Other Research

In our lab, we are open to conducting a range of research that doesn’t fit into our otherwise broad portfolio. Here you will find information about publications from these projects.

Blockchain

Bitcoin’s success has led to significant interest in its underlying components, particularly blockchain technology. Over 10 years after Bitcoin’s initial release, the community still suffers from a lack of clarity regarding what properties defines blockchain technology, its relationship to similar technologies, and which of its proposed use-cases are tenable and which are little more than hype. In our research,1 we have answered four common questions regarding blockchain technology:

  1. What exactly is blockchain technology?
  2. What capabilities does it provide?
  3. What are good applications for blockchain technology?
  4. How does it relate to other distributed technologies (e.g., distributed databases)?
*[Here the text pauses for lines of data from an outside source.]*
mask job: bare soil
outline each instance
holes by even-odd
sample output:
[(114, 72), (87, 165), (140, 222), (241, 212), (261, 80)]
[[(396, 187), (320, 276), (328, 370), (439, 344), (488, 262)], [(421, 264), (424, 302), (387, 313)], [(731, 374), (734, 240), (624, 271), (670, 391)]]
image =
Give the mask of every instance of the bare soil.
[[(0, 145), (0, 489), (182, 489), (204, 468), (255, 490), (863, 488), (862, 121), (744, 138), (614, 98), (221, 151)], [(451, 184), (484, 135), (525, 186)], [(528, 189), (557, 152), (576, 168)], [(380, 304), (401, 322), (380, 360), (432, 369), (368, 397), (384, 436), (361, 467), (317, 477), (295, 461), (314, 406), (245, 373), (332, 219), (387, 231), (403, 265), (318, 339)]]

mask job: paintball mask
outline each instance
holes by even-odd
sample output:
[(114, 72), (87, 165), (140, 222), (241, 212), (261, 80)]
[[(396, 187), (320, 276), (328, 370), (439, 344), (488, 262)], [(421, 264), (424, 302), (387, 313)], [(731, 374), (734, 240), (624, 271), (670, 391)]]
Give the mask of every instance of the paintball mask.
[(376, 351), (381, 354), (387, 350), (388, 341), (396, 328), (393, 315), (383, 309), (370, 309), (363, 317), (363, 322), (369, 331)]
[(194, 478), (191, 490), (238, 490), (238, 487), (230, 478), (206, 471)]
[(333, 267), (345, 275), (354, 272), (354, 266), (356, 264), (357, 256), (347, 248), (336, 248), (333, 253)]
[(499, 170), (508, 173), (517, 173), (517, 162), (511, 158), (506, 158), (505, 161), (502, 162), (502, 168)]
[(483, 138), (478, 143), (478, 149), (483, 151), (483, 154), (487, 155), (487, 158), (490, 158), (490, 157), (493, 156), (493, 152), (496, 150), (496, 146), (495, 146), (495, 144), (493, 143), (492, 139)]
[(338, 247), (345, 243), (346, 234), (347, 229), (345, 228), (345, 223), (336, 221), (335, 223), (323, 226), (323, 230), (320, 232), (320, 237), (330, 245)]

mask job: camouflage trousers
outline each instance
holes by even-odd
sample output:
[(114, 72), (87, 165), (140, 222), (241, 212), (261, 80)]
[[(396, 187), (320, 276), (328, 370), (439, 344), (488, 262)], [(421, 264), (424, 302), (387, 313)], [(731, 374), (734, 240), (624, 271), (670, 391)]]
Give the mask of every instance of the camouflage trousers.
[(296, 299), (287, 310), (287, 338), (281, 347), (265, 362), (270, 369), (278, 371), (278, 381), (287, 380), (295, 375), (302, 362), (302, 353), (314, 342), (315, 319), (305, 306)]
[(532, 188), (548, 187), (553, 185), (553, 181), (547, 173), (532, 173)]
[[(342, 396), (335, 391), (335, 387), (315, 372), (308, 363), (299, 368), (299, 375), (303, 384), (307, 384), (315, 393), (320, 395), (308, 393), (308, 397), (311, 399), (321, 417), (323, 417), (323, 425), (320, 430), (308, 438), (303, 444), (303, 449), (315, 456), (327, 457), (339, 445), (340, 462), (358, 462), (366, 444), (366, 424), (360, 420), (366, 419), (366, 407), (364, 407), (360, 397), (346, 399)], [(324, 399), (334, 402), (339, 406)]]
Our finding show that Blockchain technology is most appropriate under three conditions: (a) a need for shared governance and operation (i.e., not trusted central parties can conduct any of these responsibilities), (b) auditable state, and (c) resilience to data loss.

We are currently exploring applications for blockchain technology in two areas. First, distributed document management for health care. Second, supporting multi-organizational humanitarian aid and disaster relief. In both these situations, there is no central authority to handle governance and operation, but there is a need for organizations to work with each other. Our research aims to build tools that will support both of these use cases, including in situations with limited Internet connectivity—situations which are critical for both applications, but which are not currently well-supported by existing blockchain techniques.
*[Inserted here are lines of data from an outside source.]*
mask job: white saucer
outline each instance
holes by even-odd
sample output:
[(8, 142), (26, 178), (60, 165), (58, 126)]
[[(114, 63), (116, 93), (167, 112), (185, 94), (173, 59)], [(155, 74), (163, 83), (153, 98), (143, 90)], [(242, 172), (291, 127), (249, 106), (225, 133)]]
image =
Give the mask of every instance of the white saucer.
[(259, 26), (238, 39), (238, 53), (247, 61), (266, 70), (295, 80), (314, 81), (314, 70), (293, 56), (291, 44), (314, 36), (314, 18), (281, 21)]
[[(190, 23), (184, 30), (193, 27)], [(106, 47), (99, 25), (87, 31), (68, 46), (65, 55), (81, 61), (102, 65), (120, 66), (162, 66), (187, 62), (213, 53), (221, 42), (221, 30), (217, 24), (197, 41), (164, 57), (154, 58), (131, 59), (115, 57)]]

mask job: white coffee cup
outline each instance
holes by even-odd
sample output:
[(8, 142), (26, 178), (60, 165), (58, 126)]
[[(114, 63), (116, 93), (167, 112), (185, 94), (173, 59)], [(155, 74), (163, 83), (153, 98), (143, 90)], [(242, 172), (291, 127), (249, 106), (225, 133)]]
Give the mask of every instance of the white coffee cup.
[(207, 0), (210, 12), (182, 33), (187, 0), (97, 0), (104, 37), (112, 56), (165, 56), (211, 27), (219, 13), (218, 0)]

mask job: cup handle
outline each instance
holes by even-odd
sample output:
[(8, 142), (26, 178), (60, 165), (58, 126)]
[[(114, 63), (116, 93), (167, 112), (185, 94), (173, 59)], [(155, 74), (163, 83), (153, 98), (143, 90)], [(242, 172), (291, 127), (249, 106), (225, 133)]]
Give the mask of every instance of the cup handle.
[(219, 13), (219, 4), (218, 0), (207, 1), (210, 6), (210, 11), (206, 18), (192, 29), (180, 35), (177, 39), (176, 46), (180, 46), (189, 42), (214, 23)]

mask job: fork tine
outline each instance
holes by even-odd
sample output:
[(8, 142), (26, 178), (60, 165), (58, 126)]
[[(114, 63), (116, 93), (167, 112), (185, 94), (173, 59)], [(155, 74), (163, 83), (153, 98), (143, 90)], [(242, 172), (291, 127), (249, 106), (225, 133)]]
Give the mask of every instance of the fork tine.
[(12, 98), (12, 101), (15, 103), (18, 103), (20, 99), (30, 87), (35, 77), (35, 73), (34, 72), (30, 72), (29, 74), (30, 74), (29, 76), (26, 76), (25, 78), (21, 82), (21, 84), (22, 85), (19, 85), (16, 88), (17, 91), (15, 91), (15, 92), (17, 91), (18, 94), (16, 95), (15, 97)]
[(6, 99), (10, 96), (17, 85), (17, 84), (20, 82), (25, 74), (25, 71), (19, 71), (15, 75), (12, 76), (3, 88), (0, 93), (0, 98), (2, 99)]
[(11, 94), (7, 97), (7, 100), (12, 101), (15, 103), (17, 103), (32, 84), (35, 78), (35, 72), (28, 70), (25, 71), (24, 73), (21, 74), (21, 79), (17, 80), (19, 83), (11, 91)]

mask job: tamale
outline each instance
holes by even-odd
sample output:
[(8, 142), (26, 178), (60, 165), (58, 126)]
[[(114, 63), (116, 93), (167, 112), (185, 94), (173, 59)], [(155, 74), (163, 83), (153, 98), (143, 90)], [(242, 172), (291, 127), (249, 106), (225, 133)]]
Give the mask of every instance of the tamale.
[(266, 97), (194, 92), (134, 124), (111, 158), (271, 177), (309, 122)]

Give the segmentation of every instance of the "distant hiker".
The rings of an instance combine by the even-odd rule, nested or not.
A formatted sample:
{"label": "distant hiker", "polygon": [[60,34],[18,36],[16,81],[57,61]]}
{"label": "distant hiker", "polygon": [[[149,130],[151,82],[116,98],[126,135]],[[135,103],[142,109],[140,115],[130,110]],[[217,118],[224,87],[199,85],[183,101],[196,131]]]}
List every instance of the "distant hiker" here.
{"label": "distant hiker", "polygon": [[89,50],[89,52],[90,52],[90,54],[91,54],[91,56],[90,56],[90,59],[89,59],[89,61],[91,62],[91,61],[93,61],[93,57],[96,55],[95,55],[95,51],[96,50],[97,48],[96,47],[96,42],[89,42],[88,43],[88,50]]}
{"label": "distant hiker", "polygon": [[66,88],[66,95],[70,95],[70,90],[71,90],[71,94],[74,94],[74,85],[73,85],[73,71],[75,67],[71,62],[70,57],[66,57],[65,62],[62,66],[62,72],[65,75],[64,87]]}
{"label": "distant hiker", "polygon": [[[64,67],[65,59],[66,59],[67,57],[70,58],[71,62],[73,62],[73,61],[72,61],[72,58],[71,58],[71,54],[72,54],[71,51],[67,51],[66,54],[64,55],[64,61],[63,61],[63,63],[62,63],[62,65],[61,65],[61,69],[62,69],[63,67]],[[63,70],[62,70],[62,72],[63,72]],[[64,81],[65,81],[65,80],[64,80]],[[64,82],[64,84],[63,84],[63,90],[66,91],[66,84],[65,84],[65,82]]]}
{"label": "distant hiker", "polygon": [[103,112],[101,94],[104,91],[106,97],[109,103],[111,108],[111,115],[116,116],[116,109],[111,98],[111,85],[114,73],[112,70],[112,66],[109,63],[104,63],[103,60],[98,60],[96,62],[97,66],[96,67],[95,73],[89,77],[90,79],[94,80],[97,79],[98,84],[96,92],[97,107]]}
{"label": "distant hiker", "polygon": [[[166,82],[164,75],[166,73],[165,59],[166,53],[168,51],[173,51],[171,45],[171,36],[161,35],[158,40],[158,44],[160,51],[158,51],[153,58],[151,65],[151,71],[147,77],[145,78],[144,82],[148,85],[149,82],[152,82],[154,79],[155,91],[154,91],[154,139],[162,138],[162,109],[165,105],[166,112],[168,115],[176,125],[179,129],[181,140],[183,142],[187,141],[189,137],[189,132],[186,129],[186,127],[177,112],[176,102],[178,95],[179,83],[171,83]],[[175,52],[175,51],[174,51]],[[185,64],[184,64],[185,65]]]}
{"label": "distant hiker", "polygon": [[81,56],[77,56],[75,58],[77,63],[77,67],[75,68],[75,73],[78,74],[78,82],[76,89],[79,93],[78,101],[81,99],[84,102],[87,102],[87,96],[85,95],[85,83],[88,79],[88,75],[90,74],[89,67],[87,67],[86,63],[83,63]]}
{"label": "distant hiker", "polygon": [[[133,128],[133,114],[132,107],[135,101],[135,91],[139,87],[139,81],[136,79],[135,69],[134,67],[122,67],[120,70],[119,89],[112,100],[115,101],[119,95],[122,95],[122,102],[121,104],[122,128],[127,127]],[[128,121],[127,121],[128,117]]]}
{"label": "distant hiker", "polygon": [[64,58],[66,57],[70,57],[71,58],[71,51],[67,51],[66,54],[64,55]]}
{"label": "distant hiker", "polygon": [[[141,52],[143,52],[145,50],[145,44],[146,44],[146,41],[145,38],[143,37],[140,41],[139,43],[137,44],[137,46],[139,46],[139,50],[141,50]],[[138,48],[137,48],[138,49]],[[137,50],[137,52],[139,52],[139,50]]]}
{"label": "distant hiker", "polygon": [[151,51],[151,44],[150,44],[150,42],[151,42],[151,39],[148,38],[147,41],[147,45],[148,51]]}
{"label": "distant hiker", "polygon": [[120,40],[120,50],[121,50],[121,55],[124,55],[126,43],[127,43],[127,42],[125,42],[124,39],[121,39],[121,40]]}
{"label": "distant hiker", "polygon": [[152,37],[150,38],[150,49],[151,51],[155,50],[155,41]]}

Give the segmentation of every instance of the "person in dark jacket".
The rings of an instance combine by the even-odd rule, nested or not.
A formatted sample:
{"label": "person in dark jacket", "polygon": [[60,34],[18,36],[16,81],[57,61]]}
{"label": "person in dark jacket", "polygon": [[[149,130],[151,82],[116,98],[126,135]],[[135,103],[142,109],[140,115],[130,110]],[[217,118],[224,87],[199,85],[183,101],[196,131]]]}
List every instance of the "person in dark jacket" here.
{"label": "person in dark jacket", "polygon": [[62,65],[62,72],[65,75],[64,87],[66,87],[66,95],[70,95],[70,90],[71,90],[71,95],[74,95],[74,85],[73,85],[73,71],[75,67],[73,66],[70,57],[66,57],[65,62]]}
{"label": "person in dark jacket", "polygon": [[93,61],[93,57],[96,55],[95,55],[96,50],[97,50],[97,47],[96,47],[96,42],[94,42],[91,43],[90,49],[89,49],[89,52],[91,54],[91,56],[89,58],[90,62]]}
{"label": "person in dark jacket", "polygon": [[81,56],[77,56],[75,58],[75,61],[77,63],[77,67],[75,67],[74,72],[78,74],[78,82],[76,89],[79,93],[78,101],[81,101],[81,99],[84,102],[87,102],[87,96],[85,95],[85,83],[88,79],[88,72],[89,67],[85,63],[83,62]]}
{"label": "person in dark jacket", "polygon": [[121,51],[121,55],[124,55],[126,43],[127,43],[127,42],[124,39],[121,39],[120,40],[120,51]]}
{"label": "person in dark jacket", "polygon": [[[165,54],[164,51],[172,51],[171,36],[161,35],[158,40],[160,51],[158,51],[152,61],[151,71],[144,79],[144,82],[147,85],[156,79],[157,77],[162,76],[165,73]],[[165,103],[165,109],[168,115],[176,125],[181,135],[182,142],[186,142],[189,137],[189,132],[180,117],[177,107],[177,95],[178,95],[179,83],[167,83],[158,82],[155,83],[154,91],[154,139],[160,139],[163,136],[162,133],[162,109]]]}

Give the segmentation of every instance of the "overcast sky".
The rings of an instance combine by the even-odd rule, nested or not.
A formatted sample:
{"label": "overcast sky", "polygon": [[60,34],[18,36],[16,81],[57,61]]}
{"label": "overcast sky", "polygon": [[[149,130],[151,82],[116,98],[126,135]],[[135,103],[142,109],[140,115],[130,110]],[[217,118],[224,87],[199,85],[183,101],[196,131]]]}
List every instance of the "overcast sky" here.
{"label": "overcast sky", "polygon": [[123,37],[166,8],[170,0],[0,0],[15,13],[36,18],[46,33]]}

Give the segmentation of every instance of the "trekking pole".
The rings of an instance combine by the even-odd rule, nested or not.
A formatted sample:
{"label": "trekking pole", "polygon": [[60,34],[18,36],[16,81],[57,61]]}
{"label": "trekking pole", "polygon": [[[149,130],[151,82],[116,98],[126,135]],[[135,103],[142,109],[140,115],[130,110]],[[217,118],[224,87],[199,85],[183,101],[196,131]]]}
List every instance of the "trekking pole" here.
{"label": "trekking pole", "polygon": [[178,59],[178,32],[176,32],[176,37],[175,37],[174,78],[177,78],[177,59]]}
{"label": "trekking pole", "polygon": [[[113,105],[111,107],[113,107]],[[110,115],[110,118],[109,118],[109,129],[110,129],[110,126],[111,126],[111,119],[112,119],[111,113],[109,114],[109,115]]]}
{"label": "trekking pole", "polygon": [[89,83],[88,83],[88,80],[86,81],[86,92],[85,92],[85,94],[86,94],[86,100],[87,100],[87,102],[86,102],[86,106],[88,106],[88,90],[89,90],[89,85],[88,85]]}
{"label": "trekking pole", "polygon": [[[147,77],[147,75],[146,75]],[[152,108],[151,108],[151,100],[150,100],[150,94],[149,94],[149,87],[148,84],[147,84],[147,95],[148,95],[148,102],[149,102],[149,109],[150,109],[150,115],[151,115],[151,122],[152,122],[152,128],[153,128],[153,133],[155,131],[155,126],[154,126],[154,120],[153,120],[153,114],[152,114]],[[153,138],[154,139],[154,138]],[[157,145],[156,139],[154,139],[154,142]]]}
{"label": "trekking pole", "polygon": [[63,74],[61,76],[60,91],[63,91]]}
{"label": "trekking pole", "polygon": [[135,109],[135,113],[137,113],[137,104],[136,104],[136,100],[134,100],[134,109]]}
Secure Software Development

Many of today’s software products are insecure. Often, security is ignored as companies race to be first-to-market. Subsequent attempts to bolt security onto existing products face many challenges, frequently leaving residual vulnerabilities. The current paradigm for developing secure software is failing, and it is essential to explore alternatives.

To make progress, it is important to first understand the drawbacks of the current secure software development paradigm—i.e., implementing security on an application-by-application basis. In this model, each application needs to be architected with security in mind, and many—if not most—application developers must then correctly implement the relevant security features. Unfortunately, there is a significant lack of developers trained in cybersecurity, meaning that the architecture and implementation are both likely to have security flaws. Moreover, there is no indication that the number of cybersecurity-trained developers will ever scale up sufficiently to support the ever-increasing need for new applications.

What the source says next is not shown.